Mortgage rates rose yesterday after the European Union announced over the weekend an official plan to address growing debt problems in their member countries, specifically Greece, Portugal, Italy, and Spain. The long awaited move helped calm the market's fears that a localized fiscal shortage abroad would evolve into a global economic downturn. This  shifted investor sentiment on Wall Street which led to correction in stock valuations, Unfortunately the stock market rally forced benchmark Treasury yields higher as traders sold their "flight to safety" positions in government guaranteed Treasuries to fund their purchase of riskier equities. The uptick in Treasury yields led mortgage-backed security prices lower which caused lenders to increase mortgage rates. 

The economic calendar was basically empty today. We did have one item on the schedule though. Monthly Wholesale Trade: Sales and Inventories

This data reports on the dollar value of sales made and inventories held by merchant wholesalers.   Wholesale trade historically has very little impact on mortgage rates because it has a two month lag.  Market participants prefer forward looking reports as opposed to data that is two months behind.

From the release...

SALES: The U.S. Census Bureau announced today that March 2010 sales of merchant wholesalers, except manufacturers’ sales branches and offices, after adjustment for seasonal variations and trading-day differences but not for price changes, were $348.0 billion, up 2.4 percent from the revised February level and were up 15.8 percent from the March 2009 level.

INVENTORIES: Total inventories of merchant wholesalers, except manufacturers’ sales branches and offices, after adjustment for seasonal variations but not for price changes, were $394.8 billion at the end of March, up 0.4 percent from the revised February level, but were down 5.3 percent from a year ago

This was exactly what the market was expecting, thus interest rates really didn't react to the data. While this backward looking release was viewed as a non-event, there may have been a forward looking hint embedded in the sales side of the data: Sales of lumber and other construction materials were up 16.3 percent from last month. This could be a sign that homebuilders are gearing up to start breaking ground on projects.  The construction industry, especially out of work laborers, would benefit from an increase in housing starts.

The only other scheduled mortgage rate relevant event of the day was a Treasury auction of $38 billion 3 year notes. While this debt maturity (3 years) is not as influential on mortgage rates as the 10 year Treasury auction that will take place tomorrow, it is still important that we pay attention to demand for all of our nation's debt. Strong and stable demand for U.S. government debt is one of several factors that have contributed to record low mortgage rates over the last sixteen months. Even though Treasuries have gotten much more expensive over the past week, auction demand was very strong today. This indicates investors are still confident that the U.S. will continue to lead the global economy out of recession. READ MORE about the auction.

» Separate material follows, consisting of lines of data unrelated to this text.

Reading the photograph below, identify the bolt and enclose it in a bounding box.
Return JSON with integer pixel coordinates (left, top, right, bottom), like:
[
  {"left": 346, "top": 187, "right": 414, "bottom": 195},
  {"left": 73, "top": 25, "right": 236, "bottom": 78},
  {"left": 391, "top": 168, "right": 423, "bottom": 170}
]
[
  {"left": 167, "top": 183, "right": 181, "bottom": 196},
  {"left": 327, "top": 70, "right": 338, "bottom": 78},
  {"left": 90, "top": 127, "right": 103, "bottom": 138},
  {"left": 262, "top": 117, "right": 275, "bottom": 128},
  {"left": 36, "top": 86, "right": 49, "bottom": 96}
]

Mortgage rates continue to take their directional guidance from headline news and stocks. Today stocks opened lower which helped Treasuries and MBS rally. However stocks regained their losses by mid-day and benchmark rates began to rise from the lows of the day. While MBS prices managed to hold their own against rising benchmark yields, prices still moved slightly lower on the day. This left mortgage rates priced very similar to where they were yesterday.

Reports from fellow mortgage professionals indicate the par 30 year conventional rate mortgage remains in the 4.75% to 5.00% range for well qualified consumers.  To secure a par interest rate on a conventional mortgage you must have a FICO credit score of 740 or higher, a loan to value at 80% or less and pay all closing costs including an estimated 1 point loan origination/discount/broker fee.  For consumers with lower FICO scores and higher loan to values, you should consider an FHA loan which offers similar rates but with higher costs.

With mortgage rates holding near the best levels of the year, I continue to favor locking all loans closing in the next 30 days.  Consumers closing in more than 30 days should consider paying the extra costs to secure a longer term lock.   Most lenders will charge a 0.25% to .375% fee (based on your loan amount) to lock in your loan for more than 45 days.  On a $200,000 loan, that is an extra cost of $500 to $750 which is a small price to pay over the life of your loan if rates do increase in the next 45 days.